PQA: 概念问题回答 (PQA: Perceptual Question Answering)

Perceptual organization remains one of the very few established theories on the human visual system. It underpinned many pre-deep seminal works on segmentation and detection, yet research has seen a rapid decline since the preferential shift to learning deep models. Of the limited attempts, most aimed at interpreting complex visual scenes using perceptual organizational rules. This has however been proven to be sub-optimal, since models were unable to effectively capture the visual complexity in real-world imagery. In this paper, we rejuvenate the study of perceptual organization, by advocating two positional changes: (i) we examine purposefully generated synthetic data, instead of complex real imagery, and (ii) we ask machines to synthesize novel perceptually-valid patterns, instead of explaining existing data. Our overall answer lies with the introduction of a novel visual challenge -- the challenge of perceptual question answering (PQA). Upon observing example perceptual question-answer pairs, the goal for PQA is to solve similar questions by generating answers entirely from scratch (see Figure 1). Our first contribution is therefore the first dataset of perceptual question-answer pairs, each generated specifically for a particular Gestalt principle. We then borrow insights from human psychology to design an agent that casts perceptual organization as a self-attention problem, where a proposed grid-to-grid mapping network directly generates answer patterns from scratch. Experiments show our agent to outperform a selection of naive and strong baselines. A human study however indicates that ours uses astronomically more data to learn when compared to an average human, necessitating future research (with or without our dataset).

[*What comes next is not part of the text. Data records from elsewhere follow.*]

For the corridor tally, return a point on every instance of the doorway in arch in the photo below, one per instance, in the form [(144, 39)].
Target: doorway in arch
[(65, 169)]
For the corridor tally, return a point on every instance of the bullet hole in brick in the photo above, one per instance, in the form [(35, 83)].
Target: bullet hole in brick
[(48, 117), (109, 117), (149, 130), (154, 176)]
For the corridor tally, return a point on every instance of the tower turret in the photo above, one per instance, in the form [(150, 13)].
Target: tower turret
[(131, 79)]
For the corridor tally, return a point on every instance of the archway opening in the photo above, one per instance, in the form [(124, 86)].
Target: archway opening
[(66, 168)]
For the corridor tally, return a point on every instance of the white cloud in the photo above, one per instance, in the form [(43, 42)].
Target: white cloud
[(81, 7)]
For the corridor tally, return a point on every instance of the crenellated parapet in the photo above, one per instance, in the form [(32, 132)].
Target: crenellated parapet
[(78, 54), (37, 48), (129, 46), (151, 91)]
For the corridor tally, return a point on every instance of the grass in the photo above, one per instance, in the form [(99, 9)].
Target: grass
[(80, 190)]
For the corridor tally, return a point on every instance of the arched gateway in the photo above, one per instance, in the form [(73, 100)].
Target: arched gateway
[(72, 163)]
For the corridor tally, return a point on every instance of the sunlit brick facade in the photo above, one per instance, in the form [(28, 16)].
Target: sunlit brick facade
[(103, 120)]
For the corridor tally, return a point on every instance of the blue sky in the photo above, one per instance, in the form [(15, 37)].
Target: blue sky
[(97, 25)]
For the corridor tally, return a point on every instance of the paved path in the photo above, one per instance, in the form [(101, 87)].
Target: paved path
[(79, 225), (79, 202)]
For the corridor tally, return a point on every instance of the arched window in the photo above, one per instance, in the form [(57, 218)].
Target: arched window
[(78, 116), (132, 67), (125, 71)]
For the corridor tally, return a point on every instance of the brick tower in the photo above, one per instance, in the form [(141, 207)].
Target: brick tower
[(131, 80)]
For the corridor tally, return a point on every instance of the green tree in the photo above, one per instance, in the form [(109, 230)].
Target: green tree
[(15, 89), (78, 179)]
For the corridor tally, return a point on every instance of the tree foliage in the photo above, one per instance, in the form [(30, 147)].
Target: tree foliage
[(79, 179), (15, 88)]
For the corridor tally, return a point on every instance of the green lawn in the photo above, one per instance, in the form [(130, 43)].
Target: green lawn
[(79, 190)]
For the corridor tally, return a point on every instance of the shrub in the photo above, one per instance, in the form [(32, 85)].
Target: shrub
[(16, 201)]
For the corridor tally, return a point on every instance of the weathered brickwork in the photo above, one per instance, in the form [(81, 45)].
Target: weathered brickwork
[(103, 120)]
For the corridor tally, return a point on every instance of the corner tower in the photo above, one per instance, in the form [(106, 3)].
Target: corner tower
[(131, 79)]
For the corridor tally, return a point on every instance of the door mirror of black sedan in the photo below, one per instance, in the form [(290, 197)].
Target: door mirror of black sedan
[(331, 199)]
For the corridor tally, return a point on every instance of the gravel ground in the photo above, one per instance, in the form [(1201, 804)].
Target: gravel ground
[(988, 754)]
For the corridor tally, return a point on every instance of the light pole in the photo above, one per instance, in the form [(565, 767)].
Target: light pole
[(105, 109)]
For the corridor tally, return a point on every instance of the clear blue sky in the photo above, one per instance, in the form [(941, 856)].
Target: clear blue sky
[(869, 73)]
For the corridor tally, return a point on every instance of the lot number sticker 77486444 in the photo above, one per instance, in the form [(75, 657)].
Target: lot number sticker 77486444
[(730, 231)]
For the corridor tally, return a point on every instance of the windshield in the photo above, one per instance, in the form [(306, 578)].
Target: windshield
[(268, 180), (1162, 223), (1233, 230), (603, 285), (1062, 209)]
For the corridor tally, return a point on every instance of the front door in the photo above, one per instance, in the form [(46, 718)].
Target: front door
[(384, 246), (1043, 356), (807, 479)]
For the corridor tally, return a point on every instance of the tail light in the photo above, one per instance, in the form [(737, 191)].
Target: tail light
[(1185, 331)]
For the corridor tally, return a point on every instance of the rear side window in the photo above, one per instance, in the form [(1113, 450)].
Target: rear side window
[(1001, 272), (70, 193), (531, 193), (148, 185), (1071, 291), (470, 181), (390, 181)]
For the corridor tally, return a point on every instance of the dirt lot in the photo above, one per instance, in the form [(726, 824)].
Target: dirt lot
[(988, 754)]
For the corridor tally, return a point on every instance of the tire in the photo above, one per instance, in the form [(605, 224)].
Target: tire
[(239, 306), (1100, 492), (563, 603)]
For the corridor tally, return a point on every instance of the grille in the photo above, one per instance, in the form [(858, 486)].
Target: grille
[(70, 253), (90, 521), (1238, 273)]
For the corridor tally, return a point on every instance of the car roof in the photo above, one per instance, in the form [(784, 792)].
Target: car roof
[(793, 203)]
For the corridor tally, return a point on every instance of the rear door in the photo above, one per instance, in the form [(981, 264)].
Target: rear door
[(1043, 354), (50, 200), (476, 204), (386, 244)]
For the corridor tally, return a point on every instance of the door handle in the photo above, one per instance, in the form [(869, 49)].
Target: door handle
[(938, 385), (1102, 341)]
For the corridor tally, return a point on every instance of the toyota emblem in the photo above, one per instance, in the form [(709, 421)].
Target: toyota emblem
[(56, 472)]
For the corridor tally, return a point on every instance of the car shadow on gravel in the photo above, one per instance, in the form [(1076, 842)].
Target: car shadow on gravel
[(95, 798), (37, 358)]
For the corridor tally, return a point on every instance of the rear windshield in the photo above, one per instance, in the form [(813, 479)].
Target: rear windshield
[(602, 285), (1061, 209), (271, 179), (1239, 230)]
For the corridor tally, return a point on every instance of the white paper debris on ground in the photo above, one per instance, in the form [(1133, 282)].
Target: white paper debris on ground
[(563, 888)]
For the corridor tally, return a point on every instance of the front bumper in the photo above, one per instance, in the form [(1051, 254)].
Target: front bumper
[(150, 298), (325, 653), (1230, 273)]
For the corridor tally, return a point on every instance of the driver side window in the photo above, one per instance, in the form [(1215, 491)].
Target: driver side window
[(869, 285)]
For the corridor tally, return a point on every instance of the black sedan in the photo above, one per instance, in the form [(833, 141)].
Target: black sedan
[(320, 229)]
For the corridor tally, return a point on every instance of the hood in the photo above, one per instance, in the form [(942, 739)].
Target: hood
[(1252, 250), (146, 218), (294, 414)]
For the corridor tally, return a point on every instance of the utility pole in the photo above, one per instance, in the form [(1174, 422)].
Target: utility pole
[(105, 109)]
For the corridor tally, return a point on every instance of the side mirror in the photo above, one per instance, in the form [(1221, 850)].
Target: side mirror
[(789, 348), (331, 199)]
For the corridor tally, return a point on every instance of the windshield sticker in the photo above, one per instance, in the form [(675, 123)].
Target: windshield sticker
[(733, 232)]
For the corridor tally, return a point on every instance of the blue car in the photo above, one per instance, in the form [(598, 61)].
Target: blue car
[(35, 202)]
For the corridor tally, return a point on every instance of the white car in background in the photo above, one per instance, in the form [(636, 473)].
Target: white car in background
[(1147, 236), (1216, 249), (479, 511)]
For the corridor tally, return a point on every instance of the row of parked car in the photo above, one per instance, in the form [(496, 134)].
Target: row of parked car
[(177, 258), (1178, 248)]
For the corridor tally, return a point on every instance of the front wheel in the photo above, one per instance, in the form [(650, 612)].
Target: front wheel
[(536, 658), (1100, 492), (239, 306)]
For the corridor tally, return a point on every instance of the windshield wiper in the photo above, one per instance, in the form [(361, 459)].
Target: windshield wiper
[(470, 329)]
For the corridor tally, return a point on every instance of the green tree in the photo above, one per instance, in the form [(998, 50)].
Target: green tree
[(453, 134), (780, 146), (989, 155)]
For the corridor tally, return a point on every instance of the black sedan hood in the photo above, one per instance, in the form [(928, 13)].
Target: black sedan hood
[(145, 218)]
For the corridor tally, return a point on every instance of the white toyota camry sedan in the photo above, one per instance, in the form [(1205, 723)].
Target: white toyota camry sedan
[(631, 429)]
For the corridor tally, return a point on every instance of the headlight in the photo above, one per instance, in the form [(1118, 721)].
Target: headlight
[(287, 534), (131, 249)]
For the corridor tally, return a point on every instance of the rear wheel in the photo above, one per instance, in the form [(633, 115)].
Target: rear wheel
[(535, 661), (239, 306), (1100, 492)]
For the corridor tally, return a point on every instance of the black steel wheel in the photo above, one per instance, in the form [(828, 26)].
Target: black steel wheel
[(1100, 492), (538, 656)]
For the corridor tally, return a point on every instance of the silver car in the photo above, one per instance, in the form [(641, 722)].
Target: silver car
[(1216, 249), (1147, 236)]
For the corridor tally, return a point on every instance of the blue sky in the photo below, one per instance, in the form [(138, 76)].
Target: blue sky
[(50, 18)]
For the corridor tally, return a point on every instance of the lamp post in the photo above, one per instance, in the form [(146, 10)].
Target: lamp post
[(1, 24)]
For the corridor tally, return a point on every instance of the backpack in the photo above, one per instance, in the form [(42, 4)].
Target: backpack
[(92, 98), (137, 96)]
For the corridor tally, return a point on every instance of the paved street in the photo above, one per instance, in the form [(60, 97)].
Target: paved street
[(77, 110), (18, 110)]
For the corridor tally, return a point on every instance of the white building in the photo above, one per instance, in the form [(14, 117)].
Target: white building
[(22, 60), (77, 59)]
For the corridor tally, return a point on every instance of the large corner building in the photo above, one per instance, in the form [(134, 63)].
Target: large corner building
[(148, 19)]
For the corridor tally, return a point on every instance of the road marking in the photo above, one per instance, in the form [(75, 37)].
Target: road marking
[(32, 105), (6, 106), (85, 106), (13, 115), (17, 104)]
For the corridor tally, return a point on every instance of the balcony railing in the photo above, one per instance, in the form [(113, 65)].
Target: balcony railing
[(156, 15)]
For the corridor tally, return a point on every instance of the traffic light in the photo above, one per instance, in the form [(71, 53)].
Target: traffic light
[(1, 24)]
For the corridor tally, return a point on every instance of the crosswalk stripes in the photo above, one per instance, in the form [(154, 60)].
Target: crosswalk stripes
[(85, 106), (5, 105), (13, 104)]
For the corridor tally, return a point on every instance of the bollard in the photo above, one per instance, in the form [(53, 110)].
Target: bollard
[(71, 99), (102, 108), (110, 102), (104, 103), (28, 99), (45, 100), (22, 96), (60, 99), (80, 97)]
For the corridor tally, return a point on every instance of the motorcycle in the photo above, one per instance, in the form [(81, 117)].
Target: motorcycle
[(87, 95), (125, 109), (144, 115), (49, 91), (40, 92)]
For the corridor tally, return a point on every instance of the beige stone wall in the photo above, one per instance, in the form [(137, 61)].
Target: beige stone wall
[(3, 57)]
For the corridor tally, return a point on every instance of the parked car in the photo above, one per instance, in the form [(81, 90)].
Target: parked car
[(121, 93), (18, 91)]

翻译：视觉组织仍然是人类视觉系统上为数不多的既定理论之一。它支持了许多关于分解和检测的先入为主的先入为主的理论, 但研究却看到自偏好转向深层模型以来, 快速下降。在有限的尝试中, 多数尝试都旨在用概念组织规则来解释复杂的视觉场景。然而, 事实证明, 这一点并不理想, 因为模型无法有效捕捉真实世界图像的视觉复杂性。在本文中, 我们通过倡导两种定位变化来恢复对概念组织的研究, 即:(一) 我们检查有意生成的合成数据, 而不是复杂的真实图像, 以及(二) 我们要求机器合成新颖的视觉有效模式, 而不是解释现有的数据。我们的总体答案在于引入新的视觉挑战 -- -- 感知问题回答的挑战。在观察视觉问答配对时, PQA 的目标是通过完全从抓取答案来解决相似的问题(见图1)。因此, 我们的第一个贡献是最初的视觉问题解答组合, 而不是复杂的真实图像, 但是我们请机器来综合新的视觉结构,, 每一个具体地展示一个人类的自我分析组织, 。